Here we’re making use of Markdown links, with some text describing the link within [] followed by the link itself within ().

One really neat feature - and a common practice - of using many CI infrastructures is that we can include the status of running recent tests within our README file. Just below the # RiverCatch title on our README.md file, add the following (replacing <your_github_username> with your own:

# RiverCatch
![Continuous Integration build in GitHub Actions](https://github.com/<your_github_username>/python-intermediate-catchment/workflows/CI/badge.svg?branch=main)
...

This will embed a badge (icon) at the top of our page that reflects the most recent GitHub Actions build status of your software repository, essentially showing whether the tests that were run when the last change was made to the main branch succeeded or failed.

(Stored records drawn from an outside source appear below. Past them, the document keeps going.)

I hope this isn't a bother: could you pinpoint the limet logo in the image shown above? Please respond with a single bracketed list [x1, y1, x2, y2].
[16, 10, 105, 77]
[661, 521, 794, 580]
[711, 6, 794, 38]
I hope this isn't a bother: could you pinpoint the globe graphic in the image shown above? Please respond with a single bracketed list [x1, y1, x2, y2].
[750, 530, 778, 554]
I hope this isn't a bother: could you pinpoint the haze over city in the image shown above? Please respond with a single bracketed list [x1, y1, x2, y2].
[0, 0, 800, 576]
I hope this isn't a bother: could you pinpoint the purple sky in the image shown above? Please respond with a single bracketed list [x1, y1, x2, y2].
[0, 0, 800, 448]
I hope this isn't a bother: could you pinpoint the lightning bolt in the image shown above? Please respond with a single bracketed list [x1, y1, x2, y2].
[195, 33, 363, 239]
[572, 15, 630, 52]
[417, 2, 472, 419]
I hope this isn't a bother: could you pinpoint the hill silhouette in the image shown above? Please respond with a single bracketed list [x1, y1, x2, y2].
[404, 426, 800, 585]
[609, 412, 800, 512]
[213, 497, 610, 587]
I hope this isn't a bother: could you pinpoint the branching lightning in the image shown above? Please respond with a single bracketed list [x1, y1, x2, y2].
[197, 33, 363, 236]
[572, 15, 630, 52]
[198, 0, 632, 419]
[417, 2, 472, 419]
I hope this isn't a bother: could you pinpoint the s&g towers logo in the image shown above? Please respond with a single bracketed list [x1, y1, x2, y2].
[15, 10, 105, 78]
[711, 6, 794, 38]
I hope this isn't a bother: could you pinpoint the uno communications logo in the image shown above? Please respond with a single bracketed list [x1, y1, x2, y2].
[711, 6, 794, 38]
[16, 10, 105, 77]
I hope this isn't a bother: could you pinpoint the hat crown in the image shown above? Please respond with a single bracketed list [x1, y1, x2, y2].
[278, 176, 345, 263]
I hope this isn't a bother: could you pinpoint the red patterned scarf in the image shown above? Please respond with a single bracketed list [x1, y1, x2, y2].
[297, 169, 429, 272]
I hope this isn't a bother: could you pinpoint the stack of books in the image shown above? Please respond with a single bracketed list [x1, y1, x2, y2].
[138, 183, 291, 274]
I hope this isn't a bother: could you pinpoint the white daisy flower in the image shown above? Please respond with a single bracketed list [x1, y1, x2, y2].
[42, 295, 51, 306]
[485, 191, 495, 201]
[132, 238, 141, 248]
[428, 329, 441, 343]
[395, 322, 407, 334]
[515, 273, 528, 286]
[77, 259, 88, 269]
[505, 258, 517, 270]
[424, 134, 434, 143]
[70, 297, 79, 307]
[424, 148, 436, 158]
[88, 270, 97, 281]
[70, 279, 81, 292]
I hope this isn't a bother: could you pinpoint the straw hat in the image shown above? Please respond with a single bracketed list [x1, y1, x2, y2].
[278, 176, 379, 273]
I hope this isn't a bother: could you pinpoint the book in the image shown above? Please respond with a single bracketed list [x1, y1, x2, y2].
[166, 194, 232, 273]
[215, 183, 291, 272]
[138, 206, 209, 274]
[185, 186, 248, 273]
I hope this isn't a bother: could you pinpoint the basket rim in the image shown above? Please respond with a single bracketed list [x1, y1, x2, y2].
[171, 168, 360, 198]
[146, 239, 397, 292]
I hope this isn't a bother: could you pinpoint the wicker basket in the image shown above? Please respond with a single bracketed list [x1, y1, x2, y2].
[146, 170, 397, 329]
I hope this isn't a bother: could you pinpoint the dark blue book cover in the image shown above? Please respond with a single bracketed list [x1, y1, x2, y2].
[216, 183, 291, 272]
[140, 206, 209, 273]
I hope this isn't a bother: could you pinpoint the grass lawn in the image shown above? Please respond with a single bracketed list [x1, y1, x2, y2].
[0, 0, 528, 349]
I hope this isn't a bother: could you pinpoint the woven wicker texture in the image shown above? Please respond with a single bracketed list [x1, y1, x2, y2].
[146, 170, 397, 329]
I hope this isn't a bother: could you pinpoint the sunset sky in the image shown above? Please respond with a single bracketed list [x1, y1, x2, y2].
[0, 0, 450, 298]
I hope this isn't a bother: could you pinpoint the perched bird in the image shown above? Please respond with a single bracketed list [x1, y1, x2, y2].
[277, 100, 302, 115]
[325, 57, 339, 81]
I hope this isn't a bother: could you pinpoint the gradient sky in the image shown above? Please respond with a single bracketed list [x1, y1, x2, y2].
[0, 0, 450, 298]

That’s got us started with documenting our code, but there are other aspects we should also cover:

Installation/deployment: step-by-step instructions for setting up the software so it can be used
Basic usage: step-by-step instructions that cover using the software to accomplish basic tasks
Contributing: for those wishing to contribute to the software’s development, this is an opportunity to detail what kinds of contribution are sought and how to get involved
Contact information/getting help: which may include things like key author email addresses, and links to mailing lists and other resources
Credits/acknowledgements: where appropriate, be sure to credit those who have helped in the software’s development or inspired it
Citation: particularly for academic software, it’s a very good idea to specify a reference to an appropriate academic publication so other academics can cite use of the software in their own publications and media. You can do this within a separate CITATION text file within the repository’s root directory and link to it from the Markdown
Licence: a short description of and link to the software’s licence

For more verbose sections, there are usually just highlights in the README with links to further information, which may be held within other Markdown files within the repository or elsewhere.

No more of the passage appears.